Even when the United States has attempted to place diplomatic pressure, like in 1990 when the U.S. government refused to certify that Pakistan had not assembled a nuclear device, thus resulting in the suspension of military and economic aid from the United States (in accord with the Pressler Amendment requiring the President to certify every year that Pakistan does not have nuclear weapons), this has done little to impact constant Chinese assistance to Pakistan. Incredulously, at the same time China began its move toward becoming a signatory to the NPT in January 1992, it also announced that it was constructing a nuclear power plant in Pakistan. This kind of diplomatic duplicity has always gone unpunished.
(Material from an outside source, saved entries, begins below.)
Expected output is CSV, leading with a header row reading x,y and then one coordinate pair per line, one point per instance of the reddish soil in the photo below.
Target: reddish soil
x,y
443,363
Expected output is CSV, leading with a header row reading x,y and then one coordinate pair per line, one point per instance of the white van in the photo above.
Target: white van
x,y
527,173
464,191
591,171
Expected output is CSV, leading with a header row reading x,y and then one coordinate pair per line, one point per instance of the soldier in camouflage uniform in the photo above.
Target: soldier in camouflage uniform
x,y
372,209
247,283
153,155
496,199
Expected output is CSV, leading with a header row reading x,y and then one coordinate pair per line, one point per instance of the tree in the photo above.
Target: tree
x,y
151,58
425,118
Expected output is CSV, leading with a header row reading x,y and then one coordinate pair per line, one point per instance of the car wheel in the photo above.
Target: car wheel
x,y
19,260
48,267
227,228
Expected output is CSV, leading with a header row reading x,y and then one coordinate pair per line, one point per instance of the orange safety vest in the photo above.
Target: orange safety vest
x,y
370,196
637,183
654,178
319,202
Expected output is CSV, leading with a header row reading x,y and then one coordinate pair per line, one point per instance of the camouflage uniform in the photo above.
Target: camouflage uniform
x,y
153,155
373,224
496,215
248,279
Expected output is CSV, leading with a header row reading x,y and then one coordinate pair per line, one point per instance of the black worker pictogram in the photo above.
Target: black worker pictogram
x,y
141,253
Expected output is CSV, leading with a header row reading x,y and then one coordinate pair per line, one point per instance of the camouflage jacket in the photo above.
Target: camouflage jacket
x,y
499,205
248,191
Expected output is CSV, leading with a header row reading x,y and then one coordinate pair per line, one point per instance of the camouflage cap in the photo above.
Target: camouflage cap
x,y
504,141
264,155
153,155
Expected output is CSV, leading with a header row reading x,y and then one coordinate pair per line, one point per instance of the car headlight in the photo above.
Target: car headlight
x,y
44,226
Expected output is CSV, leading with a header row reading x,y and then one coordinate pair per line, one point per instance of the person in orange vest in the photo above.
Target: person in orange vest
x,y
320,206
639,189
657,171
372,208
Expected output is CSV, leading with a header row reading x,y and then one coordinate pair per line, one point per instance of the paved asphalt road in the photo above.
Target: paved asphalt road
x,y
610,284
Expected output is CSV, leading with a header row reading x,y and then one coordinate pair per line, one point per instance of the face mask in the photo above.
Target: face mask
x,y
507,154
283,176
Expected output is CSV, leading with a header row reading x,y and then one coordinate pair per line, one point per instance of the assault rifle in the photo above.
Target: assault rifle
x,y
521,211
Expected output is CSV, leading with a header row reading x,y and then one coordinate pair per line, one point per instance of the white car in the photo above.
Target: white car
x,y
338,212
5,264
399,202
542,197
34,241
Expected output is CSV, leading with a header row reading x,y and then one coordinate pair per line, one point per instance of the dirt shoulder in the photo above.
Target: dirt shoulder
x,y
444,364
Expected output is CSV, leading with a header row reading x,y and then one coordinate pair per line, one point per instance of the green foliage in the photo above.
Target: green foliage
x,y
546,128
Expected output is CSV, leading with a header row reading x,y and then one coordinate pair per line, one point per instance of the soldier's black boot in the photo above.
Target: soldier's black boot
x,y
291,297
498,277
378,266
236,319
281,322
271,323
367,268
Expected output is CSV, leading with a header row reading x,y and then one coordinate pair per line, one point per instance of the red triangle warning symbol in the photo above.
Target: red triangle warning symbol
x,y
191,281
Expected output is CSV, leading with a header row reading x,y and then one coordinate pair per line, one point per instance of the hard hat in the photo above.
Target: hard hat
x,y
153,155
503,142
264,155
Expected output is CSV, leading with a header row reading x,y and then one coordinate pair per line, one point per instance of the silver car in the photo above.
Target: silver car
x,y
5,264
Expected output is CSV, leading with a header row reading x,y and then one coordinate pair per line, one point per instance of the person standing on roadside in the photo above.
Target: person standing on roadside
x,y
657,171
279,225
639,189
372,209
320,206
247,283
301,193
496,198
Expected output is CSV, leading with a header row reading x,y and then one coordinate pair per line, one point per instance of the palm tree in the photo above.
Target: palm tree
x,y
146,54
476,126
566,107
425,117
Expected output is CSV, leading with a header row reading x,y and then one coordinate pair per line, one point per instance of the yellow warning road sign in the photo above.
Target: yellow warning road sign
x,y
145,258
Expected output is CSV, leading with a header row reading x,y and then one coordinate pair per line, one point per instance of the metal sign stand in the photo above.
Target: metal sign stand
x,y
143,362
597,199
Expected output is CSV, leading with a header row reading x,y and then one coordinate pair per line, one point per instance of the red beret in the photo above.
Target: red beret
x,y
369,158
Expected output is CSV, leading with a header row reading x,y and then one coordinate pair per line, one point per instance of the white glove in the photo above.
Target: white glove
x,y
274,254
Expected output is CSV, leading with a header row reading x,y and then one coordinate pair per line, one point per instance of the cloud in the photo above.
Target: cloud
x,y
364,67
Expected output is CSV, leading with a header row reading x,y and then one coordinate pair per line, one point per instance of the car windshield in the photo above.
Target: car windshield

China’s involvement has had serious implications to other nations like India. The waters for India became muddled with the creation of the NPT. The NPT required that only internationally-traded nuclear material and technology be safeguarded. This was something that India was willing to accept, although they declined to disarm and join the NPT as a non-weapon state. However, in 1992, as a means to induce expanded participation in the NPT, the Nuclear Suppliers Group decided as a matter of policy to prohibit all nuclear commerce with nations that had not agreed upon full-scope safeguards. What this meant to India was that it became exiled in the world of nuclear commerce. As a result, India has always sought to intensify its self-reliance and continue to maintain a nuclear deterrence presence, while simultaneously expanding its pursuit of peaceful nuclear energy.
China’s clear and steadfast involvement with the proliferation of nuclear technology and weapons to nations like Pakistan has been in stark defiance of the non-proliferation treaties that it is willingly a part of. These actions are not only dangerous to Pakistan’s neighbors, but are a threat to global security overall. Furthermore, China’s unwillingness or inability to stop private and state entities from continued commercial proliferation is even more worrying: though the United States has placed pressure on China to cease these activities, the problem continues, begging for a new strategy to force China’s hand. Otherwise, the idea of nuclear non-proliferation as a serious international institution may end up being simple folly. Duplicity wins out.
Megan Munoz is currently a graduate student at Bellevue University, Bellevue, Nebraska where she is earning a Master of Science degree in the International Security and Intelligence Studies Program. She works as an intelligence analyst for the state of New Jersey, previously served as an intelligence analyst in the United States Air Force for 10 years, and remains a reservist.